With respect to gap analysis, GASCO engaged Deloitte Company to execute the company assessment. The gap analysis conducted in the company entailed working by way of cycles. Actually, Deloitte assessment touched the present security practices of Abu Dhabi Gas Industries Ltd and the ISO 27001 inspired practices. The GASCO internal auditing revolved around two sources. The GASCO internal group had a responsibility of carrying out yearly audits while Deloitte Company acted as a third party auditor for Abu Dhabi Gas Industries Corp. Additionally, Deloitte performed penetration examinations to ascertain whether the company security system had any susceptibilities or weaknesses. Deloitte Corp twisted the way of auditing by doing it after each three quarters of a year as opposed to the half a year as it used to be before.
In spite of the speedy certification process, Abu Dhabi Gas Industries Corp faced a number of challenges. The members of staff behavior as well as their capabilities of accepting change affected the company as the above analysis remarkably concludes (Wang, 2011).
Conclusion
In the global arena, every organization finds information security as an issue of concern. The employment of standards of Information Technology in organizations might help the management in safeguarding any sensitive information. Abu Dhabi Gas Industries Corp certification tries to make the applicability of the Information Technology in every segment of organizations in the United Arabs Emirates clear. Equally, it helps the organizations to realize the need for Information Technology in the future and understand the merits and demerits of applying International Standards. Thus, the process of ISO certification of GASCO is a practical guide that any organization can employ to fast track certification ambitions. The approach is very efficient and quick for any organization’s decision making and scheduling for ISO 27001-certification.
References
Cohen, E 2012, Issues in informing science & information technology, Informing Science, New York. Web.
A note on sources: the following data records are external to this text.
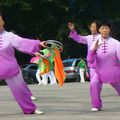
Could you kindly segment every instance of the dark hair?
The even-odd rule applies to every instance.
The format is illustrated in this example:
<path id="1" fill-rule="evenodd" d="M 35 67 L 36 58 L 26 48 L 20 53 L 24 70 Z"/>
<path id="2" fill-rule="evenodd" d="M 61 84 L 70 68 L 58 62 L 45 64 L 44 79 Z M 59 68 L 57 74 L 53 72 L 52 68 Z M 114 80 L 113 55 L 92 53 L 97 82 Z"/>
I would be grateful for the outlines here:
<path id="1" fill-rule="evenodd" d="M 93 24 L 93 23 L 96 24 L 96 26 L 97 26 L 97 31 L 98 31 L 98 29 L 99 29 L 99 22 L 98 22 L 97 20 L 93 20 L 93 21 L 90 22 L 89 27 L 90 27 L 91 24 Z"/>
<path id="2" fill-rule="evenodd" d="M 99 28 L 100 28 L 101 26 L 108 26 L 109 28 L 111 28 L 111 22 L 108 21 L 108 20 L 102 20 L 102 21 L 100 22 L 100 24 L 99 24 Z"/>

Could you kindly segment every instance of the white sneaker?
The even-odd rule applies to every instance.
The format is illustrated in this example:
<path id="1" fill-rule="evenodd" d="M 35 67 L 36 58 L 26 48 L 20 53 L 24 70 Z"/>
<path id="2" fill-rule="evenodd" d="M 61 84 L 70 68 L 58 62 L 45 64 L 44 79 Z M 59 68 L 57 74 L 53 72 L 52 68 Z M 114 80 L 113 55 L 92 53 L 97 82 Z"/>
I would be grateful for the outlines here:
<path id="1" fill-rule="evenodd" d="M 91 111 L 92 112 L 98 112 L 98 111 L 101 111 L 101 109 L 100 108 L 92 108 Z"/>
<path id="2" fill-rule="evenodd" d="M 38 83 L 38 85 L 42 85 L 42 83 Z"/>
<path id="3" fill-rule="evenodd" d="M 42 112 L 42 111 L 36 109 L 35 112 L 34 112 L 34 114 L 37 114 L 37 115 L 43 115 L 44 112 Z"/>
<path id="4" fill-rule="evenodd" d="M 31 96 L 31 100 L 35 101 L 35 100 L 36 100 L 36 98 L 35 98 L 34 96 Z"/>

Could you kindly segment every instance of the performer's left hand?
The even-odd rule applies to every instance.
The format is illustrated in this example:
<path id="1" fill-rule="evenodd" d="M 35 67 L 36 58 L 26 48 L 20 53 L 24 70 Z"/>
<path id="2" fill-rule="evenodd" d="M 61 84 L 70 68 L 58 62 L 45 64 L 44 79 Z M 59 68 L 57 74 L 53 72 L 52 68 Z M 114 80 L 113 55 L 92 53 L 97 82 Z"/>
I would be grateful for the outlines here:
<path id="1" fill-rule="evenodd" d="M 45 47 L 45 41 L 40 42 L 40 45 L 41 45 L 42 47 Z"/>

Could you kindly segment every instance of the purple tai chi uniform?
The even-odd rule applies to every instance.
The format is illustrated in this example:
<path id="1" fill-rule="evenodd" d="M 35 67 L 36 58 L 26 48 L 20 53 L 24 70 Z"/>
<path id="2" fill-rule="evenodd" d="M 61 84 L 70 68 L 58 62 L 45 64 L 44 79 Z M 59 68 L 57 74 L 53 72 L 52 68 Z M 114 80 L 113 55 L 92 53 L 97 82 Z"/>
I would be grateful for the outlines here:
<path id="1" fill-rule="evenodd" d="M 0 33 L 0 80 L 5 79 L 13 96 L 25 114 L 33 113 L 36 109 L 32 103 L 31 93 L 23 80 L 19 65 L 15 58 L 15 49 L 34 55 L 40 41 L 19 37 L 12 32 Z"/>
<path id="2" fill-rule="evenodd" d="M 104 40 L 101 36 L 99 41 L 100 47 L 88 54 L 88 62 L 96 70 L 90 83 L 92 105 L 95 108 L 102 107 L 100 93 L 103 83 L 111 84 L 120 95 L 120 42 L 111 37 Z"/>
<path id="3" fill-rule="evenodd" d="M 81 35 L 78 35 L 77 32 L 74 30 L 74 31 L 71 31 L 70 32 L 70 37 L 78 42 L 78 43 L 83 43 L 83 44 L 87 44 L 88 46 L 88 52 L 89 52 L 89 48 L 92 44 L 93 41 L 95 41 L 97 38 L 98 38 L 99 34 L 97 33 L 96 35 L 87 35 L 87 36 L 81 36 Z M 92 80 L 92 77 L 94 75 L 94 68 L 91 67 L 91 64 L 88 62 L 88 67 L 90 67 L 90 80 Z"/>

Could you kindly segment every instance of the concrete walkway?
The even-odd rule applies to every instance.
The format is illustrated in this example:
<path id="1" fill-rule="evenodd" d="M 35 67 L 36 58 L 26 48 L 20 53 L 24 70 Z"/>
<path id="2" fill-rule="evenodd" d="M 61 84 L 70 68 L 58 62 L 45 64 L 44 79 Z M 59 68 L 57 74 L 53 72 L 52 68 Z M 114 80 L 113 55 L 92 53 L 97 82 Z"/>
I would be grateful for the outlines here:
<path id="1" fill-rule="evenodd" d="M 91 112 L 89 83 L 63 87 L 29 85 L 44 115 L 24 115 L 7 86 L 0 86 L 0 120 L 120 120 L 120 97 L 109 85 L 102 90 L 103 110 Z"/>

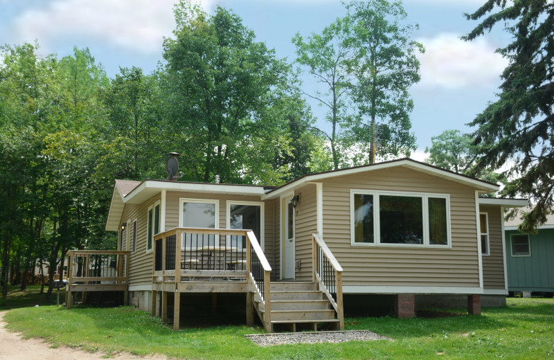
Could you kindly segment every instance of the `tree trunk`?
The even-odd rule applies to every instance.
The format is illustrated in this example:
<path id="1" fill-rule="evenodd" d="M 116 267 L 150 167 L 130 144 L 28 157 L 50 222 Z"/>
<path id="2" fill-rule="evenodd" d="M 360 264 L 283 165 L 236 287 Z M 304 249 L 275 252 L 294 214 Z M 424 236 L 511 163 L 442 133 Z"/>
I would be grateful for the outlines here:
<path id="1" fill-rule="evenodd" d="M 6 303 L 8 296 L 8 269 L 10 267 L 10 248 L 12 242 L 11 231 L 8 233 L 2 242 L 2 269 L 0 273 L 0 283 L 2 285 L 2 303 Z"/>

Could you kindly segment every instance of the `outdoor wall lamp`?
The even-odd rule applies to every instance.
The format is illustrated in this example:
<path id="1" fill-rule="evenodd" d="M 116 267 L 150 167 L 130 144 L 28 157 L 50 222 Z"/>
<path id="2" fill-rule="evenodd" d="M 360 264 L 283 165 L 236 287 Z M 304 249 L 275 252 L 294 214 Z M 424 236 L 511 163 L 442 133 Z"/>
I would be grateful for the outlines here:
<path id="1" fill-rule="evenodd" d="M 296 208 L 298 201 L 300 201 L 300 195 L 294 195 L 290 201 L 290 202 L 292 203 L 292 207 L 294 208 Z"/>

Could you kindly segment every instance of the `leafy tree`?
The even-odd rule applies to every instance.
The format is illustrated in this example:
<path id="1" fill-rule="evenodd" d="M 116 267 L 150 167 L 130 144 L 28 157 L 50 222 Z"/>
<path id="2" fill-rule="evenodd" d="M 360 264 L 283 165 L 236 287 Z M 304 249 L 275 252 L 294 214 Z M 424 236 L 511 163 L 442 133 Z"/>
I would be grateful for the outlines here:
<path id="1" fill-rule="evenodd" d="M 315 120 L 310 107 L 299 94 L 283 94 L 274 109 L 281 113 L 276 116 L 285 119 L 285 131 L 289 134 L 289 151 L 276 150 L 274 161 L 274 168 L 285 169 L 282 171 L 286 174 L 283 180 L 287 182 L 306 174 L 330 170 L 330 159 L 325 156 L 321 158 L 327 152 L 324 138 L 314 127 Z"/>
<path id="2" fill-rule="evenodd" d="M 271 162 L 276 149 L 289 151 L 287 134 L 273 107 L 289 66 L 231 11 L 217 7 L 210 16 L 181 1 L 175 17 L 161 86 L 166 136 L 189 160 L 184 179 L 280 182 L 287 170 Z"/>
<path id="3" fill-rule="evenodd" d="M 489 0 L 467 19 L 480 20 L 464 39 L 473 40 L 498 23 L 512 41 L 497 50 L 508 59 L 497 100 L 470 124 L 479 146 L 474 172 L 488 165 L 510 180 L 502 195 L 535 204 L 520 226 L 533 231 L 554 206 L 554 3 L 548 0 Z"/>
<path id="4" fill-rule="evenodd" d="M 305 41 L 296 34 L 292 39 L 296 62 L 325 89 L 307 95 L 328 109 L 335 169 L 352 145 L 364 148 L 367 161 L 375 162 L 377 138 L 379 155 L 385 159 L 415 150 L 408 89 L 420 80 L 416 53 L 423 51 L 410 39 L 417 26 L 404 24 L 401 3 L 353 1 L 346 8 L 348 14 L 321 35 Z"/>
<path id="5" fill-rule="evenodd" d="M 465 173 L 475 156 L 472 138 L 460 130 L 445 130 L 431 138 L 431 147 L 425 148 L 429 157 L 425 162 L 458 174 Z"/>
<path id="6" fill-rule="evenodd" d="M 307 73 L 325 88 L 323 92 L 304 93 L 327 109 L 325 120 L 331 124 L 331 133 L 321 132 L 331 147 L 333 167 L 338 169 L 343 157 L 341 144 L 346 144 L 341 131 L 352 116 L 350 90 L 352 78 L 348 62 L 352 57 L 348 49 L 348 19 L 337 19 L 323 28 L 321 34 L 312 34 L 305 40 L 296 33 L 292 43 L 296 46 L 296 63 L 307 69 Z M 348 145 L 347 145 L 348 146 Z"/>
<path id="7" fill-rule="evenodd" d="M 352 124 L 355 141 L 368 144 L 370 163 L 376 152 L 384 159 L 409 156 L 416 137 L 410 132 L 413 101 L 408 90 L 420 81 L 416 53 L 425 52 L 411 39 L 418 25 L 406 24 L 400 1 L 352 1 L 346 8 L 352 21 L 351 71 L 357 81 L 352 93 L 359 111 Z"/>
<path id="8" fill-rule="evenodd" d="M 155 73 L 147 75 L 137 67 L 123 68 L 100 92 L 107 115 L 102 128 L 106 152 L 96 170 L 107 181 L 164 175 L 161 166 L 168 141 L 160 129 L 158 80 Z"/>

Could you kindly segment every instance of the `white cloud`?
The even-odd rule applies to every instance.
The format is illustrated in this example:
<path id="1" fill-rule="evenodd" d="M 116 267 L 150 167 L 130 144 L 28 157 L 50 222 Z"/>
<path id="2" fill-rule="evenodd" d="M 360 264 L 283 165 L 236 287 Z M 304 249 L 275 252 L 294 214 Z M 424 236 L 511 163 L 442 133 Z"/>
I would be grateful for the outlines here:
<path id="1" fill-rule="evenodd" d="M 57 39 L 85 37 L 137 53 L 161 50 L 175 28 L 176 0 L 55 0 L 14 21 L 17 42 L 38 39 L 44 47 Z M 204 8 L 211 1 L 202 1 Z"/>
<path id="2" fill-rule="evenodd" d="M 420 86 L 459 89 L 494 85 L 508 65 L 506 59 L 494 53 L 496 48 L 483 38 L 464 42 L 458 35 L 441 33 L 420 41 L 425 47 L 425 53 L 418 55 Z"/>

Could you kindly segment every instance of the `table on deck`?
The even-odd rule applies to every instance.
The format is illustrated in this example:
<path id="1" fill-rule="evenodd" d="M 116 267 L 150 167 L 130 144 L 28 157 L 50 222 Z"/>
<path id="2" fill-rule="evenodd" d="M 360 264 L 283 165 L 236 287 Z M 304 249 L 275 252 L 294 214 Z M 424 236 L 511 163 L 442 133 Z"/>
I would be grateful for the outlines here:
<path id="1" fill-rule="evenodd" d="M 205 246 L 193 249 L 190 250 L 190 252 L 195 251 L 197 253 L 200 253 L 201 257 L 203 256 L 205 253 L 207 253 L 208 260 L 206 261 L 206 264 L 208 265 L 208 268 L 209 269 L 210 264 L 212 264 L 212 258 L 213 258 L 213 264 L 214 270 L 216 269 L 216 260 L 219 261 L 220 264 L 221 264 L 221 260 L 224 260 L 226 264 L 228 262 L 227 261 L 228 260 L 229 262 L 238 261 L 238 259 L 236 257 L 233 257 L 232 255 L 230 256 L 229 259 L 226 259 L 225 258 L 222 259 L 221 255 L 219 256 L 216 255 L 217 253 L 227 253 L 227 252 L 232 253 L 232 252 L 235 252 L 236 251 L 237 248 L 235 246 L 217 246 L 217 245 L 206 245 Z M 197 258 L 198 256 L 197 256 L 197 259 L 190 258 L 185 260 L 181 260 L 181 264 L 188 263 L 189 264 L 189 265 L 191 265 L 192 267 L 193 263 L 195 263 L 195 265 L 196 265 L 196 263 L 198 262 Z"/>

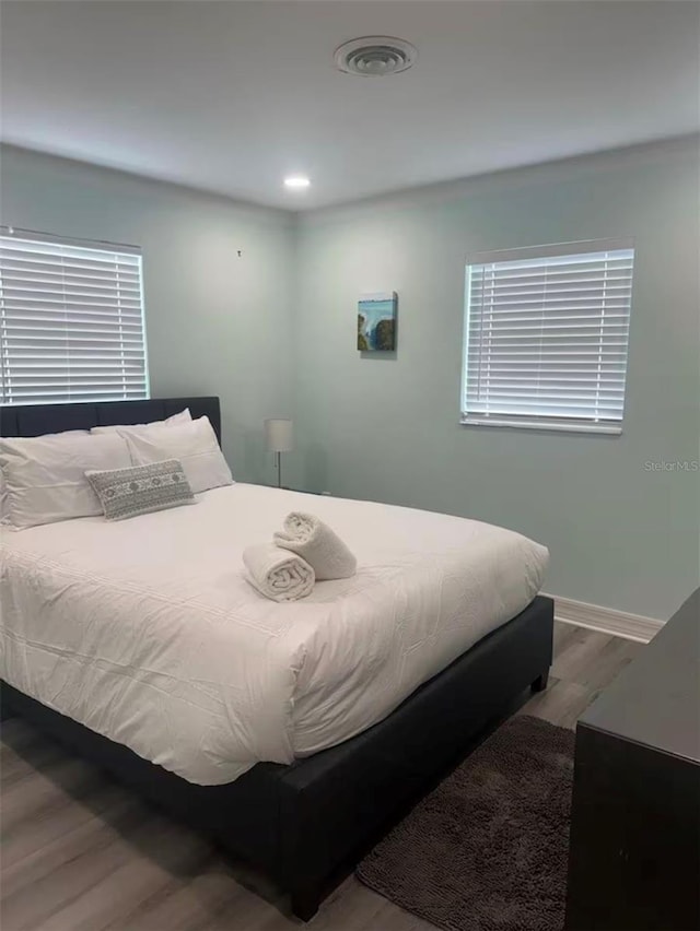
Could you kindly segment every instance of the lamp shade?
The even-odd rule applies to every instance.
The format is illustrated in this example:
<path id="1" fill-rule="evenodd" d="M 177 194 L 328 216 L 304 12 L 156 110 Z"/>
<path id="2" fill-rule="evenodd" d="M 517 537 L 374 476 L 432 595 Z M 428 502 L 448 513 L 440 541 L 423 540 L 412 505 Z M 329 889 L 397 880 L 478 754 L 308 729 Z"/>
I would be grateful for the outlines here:
<path id="1" fill-rule="evenodd" d="M 267 438 L 267 448 L 270 452 L 289 452 L 294 448 L 291 421 L 265 421 L 265 436 Z"/>

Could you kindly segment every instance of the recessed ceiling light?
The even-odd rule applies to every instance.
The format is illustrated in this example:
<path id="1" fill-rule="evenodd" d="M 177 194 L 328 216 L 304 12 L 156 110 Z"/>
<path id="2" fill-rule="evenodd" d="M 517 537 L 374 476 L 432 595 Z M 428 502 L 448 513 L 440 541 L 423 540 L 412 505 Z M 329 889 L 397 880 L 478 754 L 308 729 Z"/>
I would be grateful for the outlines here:
<path id="1" fill-rule="evenodd" d="M 292 190 L 300 191 L 304 188 L 307 188 L 311 185 L 311 181 L 305 175 L 292 175 L 289 178 L 284 178 L 284 187 L 291 188 Z"/>

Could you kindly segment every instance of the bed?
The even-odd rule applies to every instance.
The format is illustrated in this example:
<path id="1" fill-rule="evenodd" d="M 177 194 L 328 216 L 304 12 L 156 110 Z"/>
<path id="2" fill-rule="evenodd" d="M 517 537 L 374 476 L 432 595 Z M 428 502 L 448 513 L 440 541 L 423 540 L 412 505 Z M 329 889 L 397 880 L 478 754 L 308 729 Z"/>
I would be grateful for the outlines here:
<path id="1" fill-rule="evenodd" d="M 7 408 L 1 427 L 184 406 L 220 438 L 215 398 Z M 248 586 L 240 546 L 291 509 L 331 523 L 359 571 L 281 606 Z M 3 714 L 265 871 L 300 918 L 513 696 L 546 685 L 552 604 L 517 534 L 241 484 L 138 521 L 142 549 L 132 522 L 100 518 L 8 534 Z"/>

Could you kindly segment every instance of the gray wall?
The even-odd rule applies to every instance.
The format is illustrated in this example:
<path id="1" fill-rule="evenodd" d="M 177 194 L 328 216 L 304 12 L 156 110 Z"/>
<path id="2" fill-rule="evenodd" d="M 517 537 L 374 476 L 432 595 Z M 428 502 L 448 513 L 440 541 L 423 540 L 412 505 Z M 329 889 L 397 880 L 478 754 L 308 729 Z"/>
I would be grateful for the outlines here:
<path id="1" fill-rule="evenodd" d="M 262 420 L 292 413 L 293 217 L 10 146 L 0 198 L 5 224 L 142 247 L 152 397 L 221 396 L 234 475 L 272 481 Z"/>
<path id="2" fill-rule="evenodd" d="M 700 575 L 697 141 L 303 215 L 5 148 L 2 220 L 136 243 L 152 394 L 218 393 L 236 478 L 273 481 L 261 421 L 294 414 L 294 484 L 466 515 L 552 553 L 547 589 L 667 617 Z M 625 433 L 463 427 L 465 257 L 634 236 Z M 237 257 L 241 249 L 242 258 Z M 357 299 L 399 293 L 398 350 L 361 357 Z"/>
<path id="3" fill-rule="evenodd" d="M 465 515 L 551 550 L 546 588 L 665 618 L 700 576 L 697 140 L 303 216 L 296 481 Z M 625 433 L 464 427 L 465 257 L 633 236 Z M 395 354 L 355 350 L 361 292 L 399 294 Z"/>

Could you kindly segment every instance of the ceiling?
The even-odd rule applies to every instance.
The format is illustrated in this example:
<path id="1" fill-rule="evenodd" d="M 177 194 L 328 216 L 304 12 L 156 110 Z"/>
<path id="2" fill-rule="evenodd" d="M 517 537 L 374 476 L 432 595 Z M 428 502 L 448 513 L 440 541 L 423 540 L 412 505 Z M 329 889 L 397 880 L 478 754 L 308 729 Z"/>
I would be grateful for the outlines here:
<path id="1" fill-rule="evenodd" d="M 4 0 L 4 141 L 291 210 L 697 131 L 700 4 Z M 418 47 L 402 74 L 340 43 Z M 312 187 L 288 191 L 305 173 Z"/>

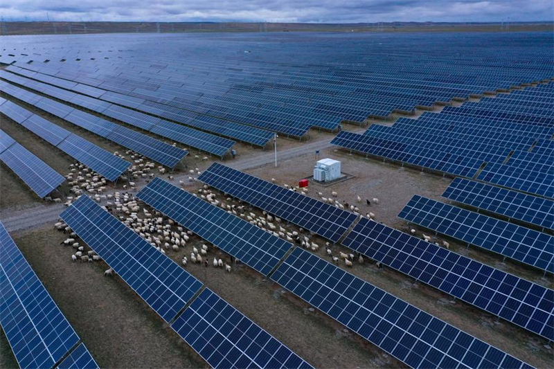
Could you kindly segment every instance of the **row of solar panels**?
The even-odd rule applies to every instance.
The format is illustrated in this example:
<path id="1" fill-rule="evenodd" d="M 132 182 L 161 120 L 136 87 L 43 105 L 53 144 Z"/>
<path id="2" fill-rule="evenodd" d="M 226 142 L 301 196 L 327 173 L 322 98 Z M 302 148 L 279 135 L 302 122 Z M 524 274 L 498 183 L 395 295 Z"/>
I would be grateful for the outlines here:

EHS 2010, ‘Gasco (people and places) (Gasco affiliates LLC) (appointment of Bill Miller)’, EHS Journal, vol.3, no.12, pp. J (1). Web.
Hommes, L & Hommes, B 2004, Software metrics: a rigorous and practical approach, CRC Press, London, UK. Web.
Purser, S 2004, A practical guide to managing information security, Artech House, Norwood, MA. Web.
Richrads, S & Dar, R 2009, Standardization and classification in the UAE, Al Tamimi & Company, UAE. Web.
Talib, MA, Khelifi, A, & El-Barachi, M 2011, Explanatory study on innovative use of ISO standards for IT security in the UAE, EMCI, Athens, Greece. Web.
Talib, MA, Khelifi, A, El-Barachi, M & Ormandjieva, O 2012, ‘Guide to ISO 27001: UAE case study’, Issues in Informing Science & Information Technology, vol.9. no.2, pp. 331. Web.
Wang, J 2011, Information systems and new applications in the service sector: models and methods, IGI Global Snippet, London, UK. Web.